F1: McLaren contro Red Bull
Proprio da Woking sono arrivate parole che di certo non faranno piacere a Horner e soci. “Sotto la proprietà di Liberty Media la Formula 1 continua a prosperare grazie alla sua forte leadership. Da un punto di vista normativo, sia la FIA che la Formula 1 devono essere ringraziate per il budget cap che ha introdotto il principio di equità nella competizione che prima non esisteva”, ha arringato Zak Brown.
Detto questo, c’è l’opportunità di migliorare alcuni processi della F1 per rafforzare i valori di equità e competizione. Lo sport non è perfetto e, in vista della negoziazione del prossimo Patto della Concordia, dovremmo dare priorità ad alcune delle regole che attualmente incidono sull’imparzialità tra i concorrenti”. Prima la carezza e poi lo schiaffo:
“La maggior parte degli altri sport principali proibisce la proprietà di due squadre all’interno dello stesso campionato, a causa dell’ovvio danno potenziale alla competizione”, ha tuonato Brown. “È una situazione malsana perché influisce sulle decisioni prese sia in pista che fuori. Che si tratti di avere accesso a più dati, di condividere componenti/personale o anche di avere influenza su una votazione strategica, non è nello spirito dei regolamenti”.

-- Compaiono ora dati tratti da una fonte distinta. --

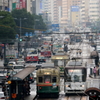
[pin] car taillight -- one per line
(31, 78)
(47, 82)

“È importante difendere l’indipendenza e la concorrenza e l’equità. Vorrei che i regolamenti venissero modificati per garantire che in futuro si impedisca che una squadra influenzi l’altra attraverso alleanze strategiche e soprattutto attraverso la proprietà, per non minare la fiducia dei tifosi nella competizione. La Formula 1 dovrebbe essere fedele al suo marchio e ogni squadra, a eccezione delle power unit, dovrebbe essere totalmente indipendente l’una dall’altra”.
Intanto, nel paddock, qualcuno molto vicino alla Red Bull afferma che se l’AlphaTauri lottasse per il quinto posto nei prossimi anni le richieste per vendere la squadra si farebbero più insistenti. La multiproprietà viene tollerata (a fatica a leggere Brown) finché la squadra faentina non dà fastidio, ma se dovesse trasformarsi in una spina nel fianco per chi lotta per posizioni di vertice le cose potrebbero cambiare.
Concettualmente la richiesta di una maggiore indipendenza non fa una piega. Ma la F1 vuole davvero affrontare la tematica della multiproprietà? Intende risolvere concretamente i conflitti d’interesse? O resta immobile sulla materia perché, scavando a fondo, ogni singolo protagonista non può vantare una totale trasparenza? Questo interrogativo inevaso lascia a voi ogni considerazione ulteriore.